2 Replies Latest reply on Feb 21, 2013 7:49 AM by Tim Quayle

    Incremental refresh of a dataset aggregated to a date/time field

    Tim Quayle

      We have a very large Oracle dataset that collects observations with a date/time dimension all the way down to the second. We are adding roughly 200,000 rows to the dataset each day. In an effort to manage the size of the dataset and improve performance, we'd like to create an extract that aggregates to the hour in the date/time dimension. However, when we select the date/time field for aggregation, the check box for selecting an incremental refresh is grayed out, forcing us to perform a full refresh whenever we want new data. We're publishing this extract to Tableau Server with the intention of performing a refresh every day - a full refresh involving tens of millions of records gets to be too big of an operation. Is there any way to work around this and set up an incremental refresh of a dataset that's aggregated to a date/time field?

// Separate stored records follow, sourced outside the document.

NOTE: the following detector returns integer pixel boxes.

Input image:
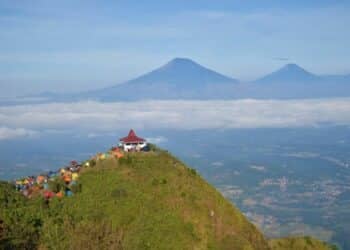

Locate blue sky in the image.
[0,0,349,96]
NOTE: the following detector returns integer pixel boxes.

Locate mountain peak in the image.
[256,63,318,84]
[125,57,238,87]
[163,57,207,70]
[168,57,197,64]
[87,57,239,101]
[284,63,301,69]
[281,63,309,72]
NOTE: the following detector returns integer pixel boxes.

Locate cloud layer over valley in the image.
[0,127,37,140]
[0,98,350,139]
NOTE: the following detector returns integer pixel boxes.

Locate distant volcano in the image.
[255,63,319,84]
[12,59,350,104]
[88,58,239,100]
[123,57,238,87]
[89,60,350,101]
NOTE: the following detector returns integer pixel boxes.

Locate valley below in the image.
[170,128,350,249]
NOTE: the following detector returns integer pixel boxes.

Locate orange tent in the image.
[56,191,64,198]
[63,172,72,183]
[36,175,45,184]
[113,151,124,159]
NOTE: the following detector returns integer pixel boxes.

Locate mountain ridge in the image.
[44,59,350,100]
[0,146,337,249]
[4,58,350,105]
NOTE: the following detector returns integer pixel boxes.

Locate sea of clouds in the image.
[1,98,350,140]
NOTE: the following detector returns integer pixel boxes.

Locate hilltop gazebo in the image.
[119,129,147,152]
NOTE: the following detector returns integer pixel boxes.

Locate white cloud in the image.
[250,165,266,172]
[212,161,224,167]
[0,98,350,136]
[145,136,168,144]
[0,127,37,140]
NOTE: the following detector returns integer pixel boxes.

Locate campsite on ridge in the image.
[0,131,337,250]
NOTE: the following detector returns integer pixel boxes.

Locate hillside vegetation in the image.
[269,237,337,250]
[0,148,336,250]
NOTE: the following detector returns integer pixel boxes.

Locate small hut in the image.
[119,129,147,152]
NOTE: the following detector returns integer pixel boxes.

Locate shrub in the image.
[89,159,96,167]
[152,178,159,186]
[188,168,197,176]
[70,183,82,194]
[119,155,133,165]
[48,179,66,193]
[147,143,159,152]
[111,188,127,199]
[304,236,313,246]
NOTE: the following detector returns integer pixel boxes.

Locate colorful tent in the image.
[43,190,55,199]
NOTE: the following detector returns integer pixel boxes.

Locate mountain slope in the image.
[255,64,319,84]
[269,237,337,250]
[84,58,239,101]
[8,59,350,104]
[0,148,337,249]
[245,64,350,99]
[255,63,350,85]
[322,74,350,84]
[1,149,268,249]
[126,58,237,87]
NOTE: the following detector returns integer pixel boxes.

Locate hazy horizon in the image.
[1,0,350,97]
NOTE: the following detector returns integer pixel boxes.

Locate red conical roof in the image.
[120,129,145,143]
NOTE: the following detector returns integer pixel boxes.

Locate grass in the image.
[0,148,336,250]
[52,150,269,249]
[269,236,337,250]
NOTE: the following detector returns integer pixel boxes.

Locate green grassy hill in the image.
[0,148,336,250]
[269,237,337,250]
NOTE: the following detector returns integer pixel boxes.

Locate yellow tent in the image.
[72,172,79,181]
[99,153,106,160]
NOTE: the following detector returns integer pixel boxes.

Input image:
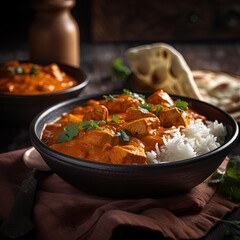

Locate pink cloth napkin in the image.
[0,148,238,240]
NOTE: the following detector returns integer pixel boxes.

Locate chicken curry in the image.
[0,61,78,95]
[42,89,207,165]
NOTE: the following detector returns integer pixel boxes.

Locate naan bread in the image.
[193,70,240,121]
[126,43,203,100]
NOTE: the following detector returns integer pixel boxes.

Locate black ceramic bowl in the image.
[0,62,88,127]
[30,94,239,198]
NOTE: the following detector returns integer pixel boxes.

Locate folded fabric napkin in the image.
[0,149,238,240]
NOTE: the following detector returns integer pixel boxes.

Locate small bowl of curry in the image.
[0,61,88,126]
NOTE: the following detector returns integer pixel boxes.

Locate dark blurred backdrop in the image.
[0,0,240,50]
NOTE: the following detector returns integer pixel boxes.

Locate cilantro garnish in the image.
[111,57,131,80]
[173,99,188,111]
[155,105,165,115]
[103,94,116,101]
[57,120,106,143]
[57,123,80,143]
[7,66,26,75]
[123,89,145,103]
[137,103,153,113]
[6,65,38,75]
[209,156,240,202]
[79,120,105,131]
[112,115,119,123]
[102,89,145,104]
[116,129,130,142]
[221,220,240,239]
[30,65,39,75]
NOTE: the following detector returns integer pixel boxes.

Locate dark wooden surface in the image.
[91,0,240,42]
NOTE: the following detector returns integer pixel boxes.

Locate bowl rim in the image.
[0,61,89,98]
[30,93,240,172]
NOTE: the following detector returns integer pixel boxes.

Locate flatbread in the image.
[126,43,203,100]
[193,70,240,122]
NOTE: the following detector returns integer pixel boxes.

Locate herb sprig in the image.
[209,156,240,202]
[6,65,39,75]
[221,220,240,239]
[57,120,106,143]
[116,129,130,142]
[103,89,145,103]
[111,57,131,80]
[171,99,189,112]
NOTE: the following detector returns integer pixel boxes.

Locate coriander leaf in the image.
[221,220,240,239]
[30,65,39,75]
[225,156,240,180]
[6,66,15,74]
[78,120,106,131]
[57,123,79,143]
[209,155,240,202]
[116,129,130,142]
[15,66,25,75]
[138,103,153,113]
[103,94,116,101]
[112,115,119,123]
[155,105,165,115]
[112,57,131,80]
[122,89,145,103]
[175,99,188,111]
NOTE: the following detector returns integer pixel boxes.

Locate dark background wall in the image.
[0,0,90,49]
[0,0,240,50]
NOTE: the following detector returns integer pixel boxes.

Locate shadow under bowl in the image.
[30,94,239,198]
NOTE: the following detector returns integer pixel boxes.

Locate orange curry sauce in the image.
[0,61,78,95]
[42,90,206,164]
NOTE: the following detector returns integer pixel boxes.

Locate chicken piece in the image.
[44,63,63,81]
[158,107,190,128]
[109,145,146,164]
[141,135,164,152]
[146,89,174,106]
[125,107,156,122]
[80,128,116,147]
[100,95,140,114]
[122,117,160,136]
[83,105,109,121]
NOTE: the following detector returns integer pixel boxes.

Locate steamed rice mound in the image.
[146,119,227,163]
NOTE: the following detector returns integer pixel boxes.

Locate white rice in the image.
[146,119,227,164]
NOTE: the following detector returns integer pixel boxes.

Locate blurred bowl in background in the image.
[0,61,88,127]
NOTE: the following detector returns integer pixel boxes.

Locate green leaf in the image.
[155,105,165,115]
[112,115,119,123]
[137,103,153,113]
[112,57,131,80]
[57,123,79,143]
[30,65,39,75]
[79,120,103,131]
[15,66,25,75]
[209,156,240,202]
[171,99,188,111]
[122,89,145,103]
[221,220,240,239]
[225,156,240,180]
[103,94,116,101]
[6,66,15,74]
[116,129,130,142]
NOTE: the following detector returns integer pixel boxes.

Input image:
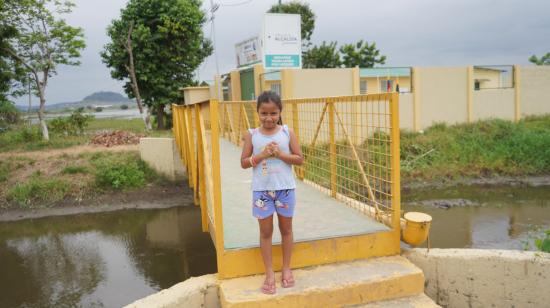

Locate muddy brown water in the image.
[402,185,550,250]
[0,205,216,308]
[0,185,549,307]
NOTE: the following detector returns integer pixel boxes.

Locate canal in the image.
[0,185,548,307]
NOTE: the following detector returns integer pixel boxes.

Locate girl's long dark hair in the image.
[256,91,283,125]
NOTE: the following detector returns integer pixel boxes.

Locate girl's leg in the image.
[259,215,275,293]
[277,214,295,287]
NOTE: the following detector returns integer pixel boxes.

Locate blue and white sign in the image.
[262,13,302,69]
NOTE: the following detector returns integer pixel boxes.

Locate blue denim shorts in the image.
[252,189,296,219]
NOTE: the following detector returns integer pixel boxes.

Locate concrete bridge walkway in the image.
[219,138,389,250]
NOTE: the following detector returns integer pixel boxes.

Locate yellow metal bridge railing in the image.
[172,93,400,278]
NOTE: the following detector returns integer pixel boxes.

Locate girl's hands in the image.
[259,142,279,159]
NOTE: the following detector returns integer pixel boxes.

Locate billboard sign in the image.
[262,13,302,69]
[235,36,261,67]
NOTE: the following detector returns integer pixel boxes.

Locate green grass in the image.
[400,115,550,180]
[61,165,89,174]
[0,118,172,152]
[89,151,156,190]
[301,115,550,198]
[6,177,71,208]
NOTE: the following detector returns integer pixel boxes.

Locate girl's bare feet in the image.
[281,268,295,288]
[261,272,276,294]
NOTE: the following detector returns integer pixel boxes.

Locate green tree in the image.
[0,0,85,140]
[529,53,550,66]
[268,1,315,48]
[0,9,25,108]
[303,41,341,68]
[101,0,212,129]
[340,40,386,68]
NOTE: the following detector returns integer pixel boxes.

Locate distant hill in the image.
[83,91,131,103]
[17,91,133,111]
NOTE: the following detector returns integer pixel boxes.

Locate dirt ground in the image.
[0,181,194,222]
[0,143,195,221]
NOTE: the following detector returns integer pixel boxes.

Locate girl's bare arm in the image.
[275,129,304,165]
[241,132,253,168]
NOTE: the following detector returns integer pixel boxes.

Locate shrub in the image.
[0,99,20,127]
[92,153,152,189]
[49,109,94,136]
[95,106,103,112]
[6,178,70,207]
[120,104,128,110]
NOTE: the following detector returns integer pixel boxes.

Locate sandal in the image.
[281,271,295,288]
[261,277,276,294]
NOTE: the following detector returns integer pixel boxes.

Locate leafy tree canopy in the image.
[0,0,85,139]
[340,40,386,68]
[101,0,213,111]
[303,41,341,68]
[268,1,315,44]
[529,53,550,66]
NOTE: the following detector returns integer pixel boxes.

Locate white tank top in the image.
[249,125,296,191]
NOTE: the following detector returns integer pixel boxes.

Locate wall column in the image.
[230,70,241,101]
[514,65,521,122]
[352,66,361,144]
[280,69,294,99]
[467,66,474,123]
[253,63,265,97]
[412,67,421,131]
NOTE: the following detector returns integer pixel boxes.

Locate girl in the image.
[241,91,304,295]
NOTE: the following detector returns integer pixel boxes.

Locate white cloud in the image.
[15,0,550,104]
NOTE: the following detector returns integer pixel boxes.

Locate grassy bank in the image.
[0,118,171,153]
[400,115,550,181]
[0,151,165,209]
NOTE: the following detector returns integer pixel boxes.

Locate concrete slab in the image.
[219,138,389,250]
[347,294,440,308]
[219,255,424,308]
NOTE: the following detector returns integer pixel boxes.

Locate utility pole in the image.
[209,0,222,100]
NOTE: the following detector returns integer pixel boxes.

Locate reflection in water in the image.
[403,185,550,250]
[0,206,216,308]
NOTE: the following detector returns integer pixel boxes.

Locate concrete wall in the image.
[404,248,550,308]
[399,93,414,131]
[521,66,550,116]
[417,67,468,130]
[287,68,354,98]
[139,138,186,181]
[125,274,220,308]
[472,88,515,121]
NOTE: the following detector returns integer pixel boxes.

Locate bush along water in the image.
[91,152,155,190]
[400,115,550,180]
[48,109,94,136]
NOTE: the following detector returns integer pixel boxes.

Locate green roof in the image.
[360,68,410,78]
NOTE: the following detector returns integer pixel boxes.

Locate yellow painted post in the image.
[467,66,473,123]
[195,104,208,232]
[179,107,189,173]
[352,67,361,144]
[186,107,199,206]
[183,108,195,190]
[389,93,401,236]
[328,99,337,198]
[253,63,265,98]
[230,70,241,101]
[209,99,225,276]
[280,69,293,100]
[292,101,304,179]
[514,65,521,122]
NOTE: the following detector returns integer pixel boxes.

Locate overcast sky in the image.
[15,0,550,105]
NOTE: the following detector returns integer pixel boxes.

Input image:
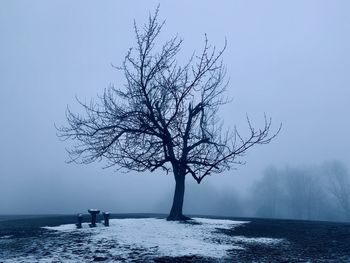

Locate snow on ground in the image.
[0,235,13,239]
[39,217,283,260]
[232,236,284,245]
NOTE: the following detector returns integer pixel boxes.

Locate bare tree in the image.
[251,166,284,218]
[324,161,350,220]
[57,8,280,221]
[251,166,325,220]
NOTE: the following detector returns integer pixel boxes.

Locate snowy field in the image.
[1,217,283,262]
[1,215,350,262]
[44,218,253,259]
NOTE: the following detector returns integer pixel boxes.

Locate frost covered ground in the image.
[0,217,284,262]
[1,214,350,262]
[44,218,253,259]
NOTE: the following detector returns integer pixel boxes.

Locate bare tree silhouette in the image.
[325,161,350,220]
[57,8,280,220]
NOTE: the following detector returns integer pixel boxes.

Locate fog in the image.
[1,1,349,219]
[153,161,350,222]
[248,161,350,221]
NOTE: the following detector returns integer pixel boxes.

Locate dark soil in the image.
[221,217,350,262]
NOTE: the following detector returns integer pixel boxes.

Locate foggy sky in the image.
[1,0,349,214]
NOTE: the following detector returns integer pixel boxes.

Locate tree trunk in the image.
[167,172,191,221]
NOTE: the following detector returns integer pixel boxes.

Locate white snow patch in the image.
[0,235,13,239]
[40,217,285,260]
[232,236,284,245]
[2,218,286,262]
[44,217,248,259]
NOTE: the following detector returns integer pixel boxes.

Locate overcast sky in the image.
[1,0,349,214]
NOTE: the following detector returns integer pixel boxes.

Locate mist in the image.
[1,1,349,219]
[153,161,350,222]
[247,161,350,222]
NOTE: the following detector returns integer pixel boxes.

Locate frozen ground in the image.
[44,218,253,259]
[0,217,284,262]
[1,214,350,262]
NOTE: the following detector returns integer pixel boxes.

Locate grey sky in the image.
[1,0,349,214]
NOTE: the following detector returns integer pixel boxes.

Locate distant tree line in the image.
[250,161,350,222]
[160,161,350,222]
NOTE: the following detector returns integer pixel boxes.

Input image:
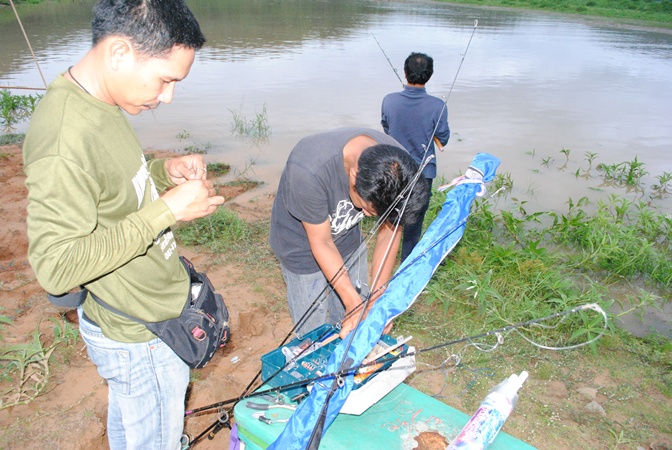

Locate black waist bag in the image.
[140,256,230,368]
[49,256,230,369]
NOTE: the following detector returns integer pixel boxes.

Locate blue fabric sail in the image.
[268,153,500,450]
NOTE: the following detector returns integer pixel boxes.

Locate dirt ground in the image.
[1,142,671,450]
[0,143,291,449]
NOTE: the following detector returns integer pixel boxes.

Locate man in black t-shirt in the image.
[269,128,427,338]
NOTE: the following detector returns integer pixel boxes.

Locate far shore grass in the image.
[438,0,672,28]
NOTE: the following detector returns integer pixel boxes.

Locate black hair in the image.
[355,145,428,226]
[92,0,206,57]
[404,52,433,85]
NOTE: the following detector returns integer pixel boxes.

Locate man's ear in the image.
[108,38,133,71]
[349,167,358,187]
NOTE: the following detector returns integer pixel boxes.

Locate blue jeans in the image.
[77,307,189,450]
[401,177,433,262]
[282,243,369,335]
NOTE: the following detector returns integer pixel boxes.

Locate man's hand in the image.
[338,305,393,339]
[162,179,224,222]
[339,304,363,339]
[165,155,208,185]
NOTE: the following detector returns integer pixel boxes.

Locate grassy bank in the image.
[3,122,670,446]
[390,152,672,447]
[173,151,672,448]
[438,0,672,27]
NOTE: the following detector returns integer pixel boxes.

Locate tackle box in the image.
[233,382,538,450]
[260,324,409,400]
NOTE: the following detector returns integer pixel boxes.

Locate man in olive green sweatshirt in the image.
[23,1,224,448]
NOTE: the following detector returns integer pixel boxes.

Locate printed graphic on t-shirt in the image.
[330,199,363,238]
[132,155,176,258]
[131,155,160,209]
[159,230,177,259]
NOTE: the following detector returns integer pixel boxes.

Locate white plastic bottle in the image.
[447,370,529,450]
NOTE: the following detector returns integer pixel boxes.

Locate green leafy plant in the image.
[597,156,649,187]
[0,90,41,131]
[173,207,253,252]
[652,171,672,197]
[176,129,191,141]
[233,156,259,178]
[0,318,79,410]
[182,142,211,155]
[207,162,231,177]
[0,133,25,146]
[229,104,271,141]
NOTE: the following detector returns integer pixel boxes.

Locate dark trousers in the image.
[401,177,433,262]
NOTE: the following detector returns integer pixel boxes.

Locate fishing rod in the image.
[181,303,607,420]
[186,177,499,429]
[371,21,480,191]
[184,161,491,447]
[189,165,492,413]
[183,154,436,448]
[190,23,484,446]
[423,18,479,161]
[446,19,478,102]
[371,33,405,88]
[9,0,48,89]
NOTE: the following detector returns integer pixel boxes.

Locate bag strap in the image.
[46,256,193,326]
[48,288,148,325]
[48,290,88,308]
[87,290,150,326]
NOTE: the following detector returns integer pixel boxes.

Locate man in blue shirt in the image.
[381,52,450,261]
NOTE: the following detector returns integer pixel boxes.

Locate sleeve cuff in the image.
[137,199,177,237]
[148,158,175,191]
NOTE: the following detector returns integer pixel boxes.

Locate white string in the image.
[408,303,609,396]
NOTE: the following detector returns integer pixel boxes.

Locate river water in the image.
[2,1,671,333]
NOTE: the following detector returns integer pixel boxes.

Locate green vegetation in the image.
[181,142,212,155]
[0,132,25,145]
[173,128,212,154]
[390,151,671,447]
[3,141,666,445]
[174,207,258,254]
[207,162,231,178]
[439,0,672,25]
[229,104,272,141]
[0,315,79,410]
[216,178,263,192]
[0,90,40,131]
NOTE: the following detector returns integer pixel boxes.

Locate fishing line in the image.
[303,151,441,449]
[421,19,479,167]
[183,303,607,421]
[184,171,499,448]
[337,183,506,327]
[191,27,480,435]
[211,148,434,424]
[371,33,405,88]
[446,20,478,103]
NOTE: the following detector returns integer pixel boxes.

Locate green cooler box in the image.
[234,382,536,449]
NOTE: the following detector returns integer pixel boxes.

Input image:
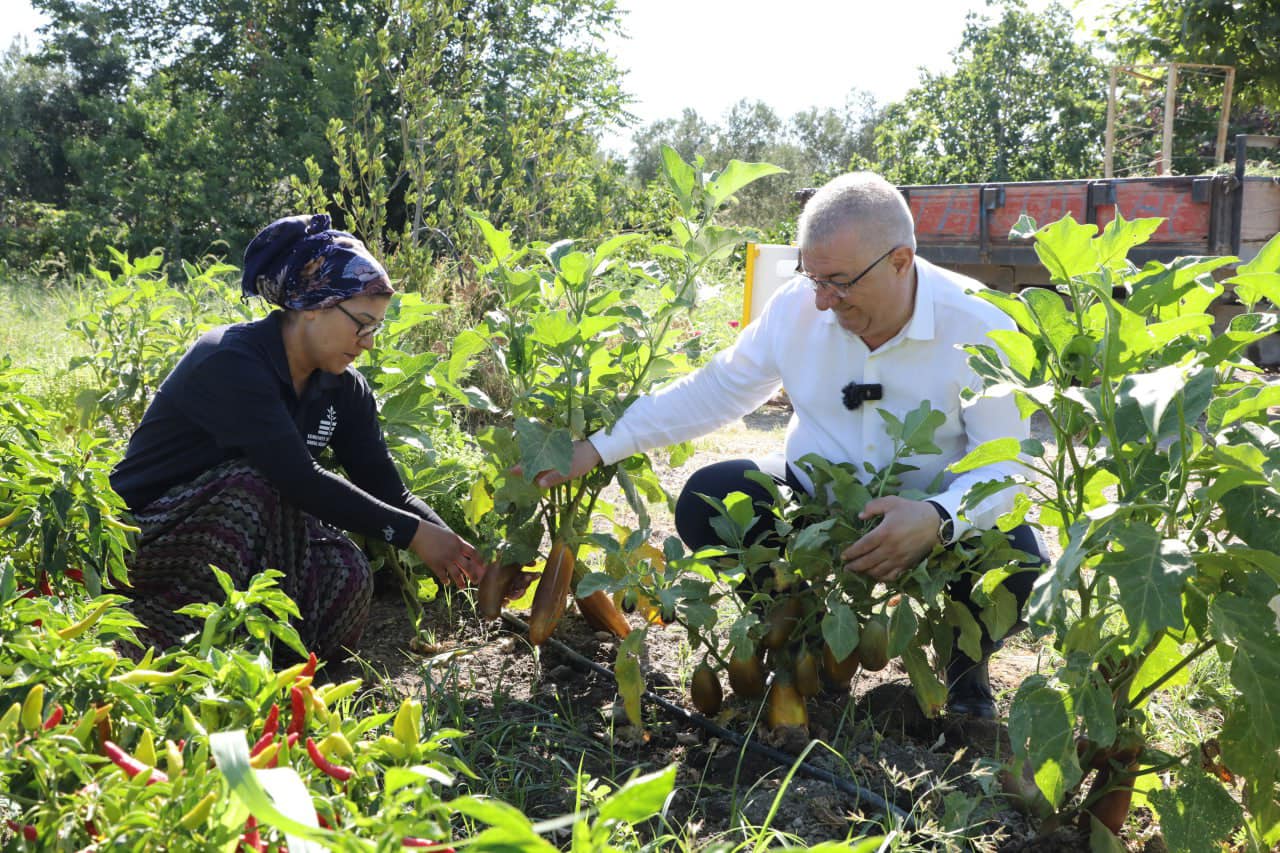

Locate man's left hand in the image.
[840,496,941,582]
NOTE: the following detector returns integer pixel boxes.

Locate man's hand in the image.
[409,521,487,587]
[516,439,602,489]
[840,496,941,582]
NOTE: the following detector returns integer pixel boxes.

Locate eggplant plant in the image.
[458,147,784,644]
[963,212,1280,846]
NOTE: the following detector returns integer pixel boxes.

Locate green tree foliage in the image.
[3,0,633,271]
[1106,0,1280,111]
[873,0,1106,185]
[628,93,879,232]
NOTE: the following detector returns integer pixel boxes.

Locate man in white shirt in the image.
[536,172,1046,719]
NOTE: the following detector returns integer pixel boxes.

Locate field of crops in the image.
[2,153,1280,852]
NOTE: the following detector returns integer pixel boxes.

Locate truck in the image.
[744,134,1280,364]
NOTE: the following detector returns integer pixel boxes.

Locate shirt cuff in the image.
[587,424,637,467]
[926,489,974,542]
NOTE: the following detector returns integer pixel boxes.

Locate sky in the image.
[1,0,1111,156]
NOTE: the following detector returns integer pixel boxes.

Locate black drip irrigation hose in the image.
[499,612,915,830]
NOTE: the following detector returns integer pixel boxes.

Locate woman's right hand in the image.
[518,439,602,489]
[409,522,486,587]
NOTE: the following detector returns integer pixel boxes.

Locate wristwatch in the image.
[925,500,955,547]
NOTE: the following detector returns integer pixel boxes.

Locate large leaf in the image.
[1221,486,1280,553]
[1210,593,1280,751]
[596,765,676,824]
[944,599,984,663]
[659,145,696,212]
[1093,212,1163,269]
[468,210,514,263]
[1008,675,1081,807]
[1022,287,1077,353]
[514,419,574,482]
[529,310,578,347]
[1113,363,1207,441]
[1148,766,1242,853]
[447,329,489,384]
[821,599,859,662]
[949,437,1021,474]
[900,644,946,718]
[1027,518,1096,628]
[1095,524,1190,641]
[1033,215,1099,282]
[705,160,787,208]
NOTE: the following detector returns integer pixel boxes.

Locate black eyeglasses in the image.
[796,246,900,294]
[334,303,384,339]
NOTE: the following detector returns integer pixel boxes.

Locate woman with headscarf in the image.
[110,214,487,659]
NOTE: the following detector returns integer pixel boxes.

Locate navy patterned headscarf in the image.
[241,214,393,310]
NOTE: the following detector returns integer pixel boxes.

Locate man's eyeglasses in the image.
[334,303,384,339]
[796,246,900,294]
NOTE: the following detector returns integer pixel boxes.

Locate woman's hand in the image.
[409,521,486,587]
[514,439,603,489]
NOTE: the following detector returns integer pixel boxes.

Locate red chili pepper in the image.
[250,731,275,757]
[305,737,353,781]
[262,703,280,738]
[38,574,54,597]
[104,740,169,784]
[5,820,37,842]
[66,568,85,585]
[286,686,306,736]
[316,813,330,829]
[240,816,265,852]
[286,732,299,748]
[400,839,454,851]
[42,704,64,730]
[298,652,318,680]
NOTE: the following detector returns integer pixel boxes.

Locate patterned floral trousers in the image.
[122,461,373,659]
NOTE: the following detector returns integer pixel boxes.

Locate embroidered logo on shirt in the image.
[307,406,338,449]
[383,525,396,542]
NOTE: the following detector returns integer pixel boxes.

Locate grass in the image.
[0,275,92,401]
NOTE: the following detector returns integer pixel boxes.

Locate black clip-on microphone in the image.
[842,382,883,410]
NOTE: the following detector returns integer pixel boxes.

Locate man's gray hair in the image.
[797,172,916,251]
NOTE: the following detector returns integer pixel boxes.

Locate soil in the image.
[344,401,1126,851]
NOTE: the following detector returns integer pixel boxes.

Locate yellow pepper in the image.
[318,732,355,761]
[56,601,112,641]
[135,729,157,767]
[111,665,189,686]
[272,661,308,692]
[20,684,44,731]
[0,702,21,735]
[164,739,185,776]
[392,699,421,748]
[249,742,279,769]
[179,791,218,830]
[318,679,362,705]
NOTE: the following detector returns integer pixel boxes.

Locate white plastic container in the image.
[742,242,800,327]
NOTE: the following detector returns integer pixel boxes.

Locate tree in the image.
[7,0,634,269]
[873,0,1106,185]
[629,109,719,183]
[1106,0,1280,111]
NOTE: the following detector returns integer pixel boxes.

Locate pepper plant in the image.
[578,403,1030,730]
[960,212,1280,846]
[458,146,785,643]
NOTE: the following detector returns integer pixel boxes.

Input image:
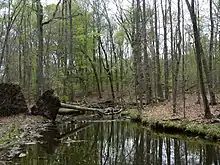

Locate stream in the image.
[6,120,220,165]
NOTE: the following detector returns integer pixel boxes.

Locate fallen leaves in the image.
[143,94,220,124]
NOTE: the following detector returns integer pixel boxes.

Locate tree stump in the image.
[31,89,61,123]
[0,83,28,116]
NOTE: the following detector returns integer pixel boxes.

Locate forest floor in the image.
[143,94,220,123]
[126,94,220,141]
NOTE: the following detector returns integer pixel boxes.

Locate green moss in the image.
[127,113,220,141]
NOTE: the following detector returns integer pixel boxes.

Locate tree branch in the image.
[42,0,62,26]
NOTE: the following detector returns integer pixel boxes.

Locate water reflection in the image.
[38,124,60,154]
[11,121,220,165]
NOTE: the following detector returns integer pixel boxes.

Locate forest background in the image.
[0,0,219,118]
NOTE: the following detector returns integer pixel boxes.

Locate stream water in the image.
[7,120,220,165]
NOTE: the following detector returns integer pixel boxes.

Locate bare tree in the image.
[135,0,143,112]
[185,0,212,118]
[208,0,216,105]
[69,0,75,100]
[154,0,163,101]
[181,0,186,118]
[36,0,44,97]
[161,0,169,100]
[103,3,119,92]
[143,0,152,104]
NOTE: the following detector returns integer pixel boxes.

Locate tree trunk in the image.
[119,44,124,92]
[63,0,68,97]
[99,38,115,99]
[181,0,186,118]
[161,0,169,100]
[137,0,143,111]
[169,0,176,113]
[68,0,76,101]
[143,0,152,104]
[103,4,119,93]
[27,11,32,104]
[44,25,52,90]
[173,0,182,114]
[154,0,163,100]
[207,0,216,105]
[83,52,102,98]
[185,0,212,118]
[36,0,44,97]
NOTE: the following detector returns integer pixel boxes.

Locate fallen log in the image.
[58,108,81,115]
[60,103,123,116]
[61,103,104,113]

        • 1. Re: Incremental refresh of a dataset aggregated to a date/time field
          Cristian Vasile

          Tim,

           

          I would keep the aggregated dataset in Oracle database, in a separate tablespace, and connect live Tableau with that tables.  The volume of data and the velocity of change is somehow big, and keeping both original and summaries on Oracle gives you a lot of control on how and when you could improve your aggregated dataset.

           

          Maybe next month you will be forced to aggregate at 4 hours window or 8 hours or to drop some columns because your preliminary analysis tell that are redundant from business logic perspective.To create the new dataset is very easy having things under control.

           

          Regards,

          Cristian.

          • 2. Re: Incremental refresh of a dataset aggregated to a date/time field
            Tim Quayle

            Thanks. It turns out that our dataset has a ton of superfluous fields. After we hid the unused fields and re-ran the extract, it reduced the size by nearly half! Performance is now much better. Hopefully we won't have to go down the route of aggregating to 4-hour periods.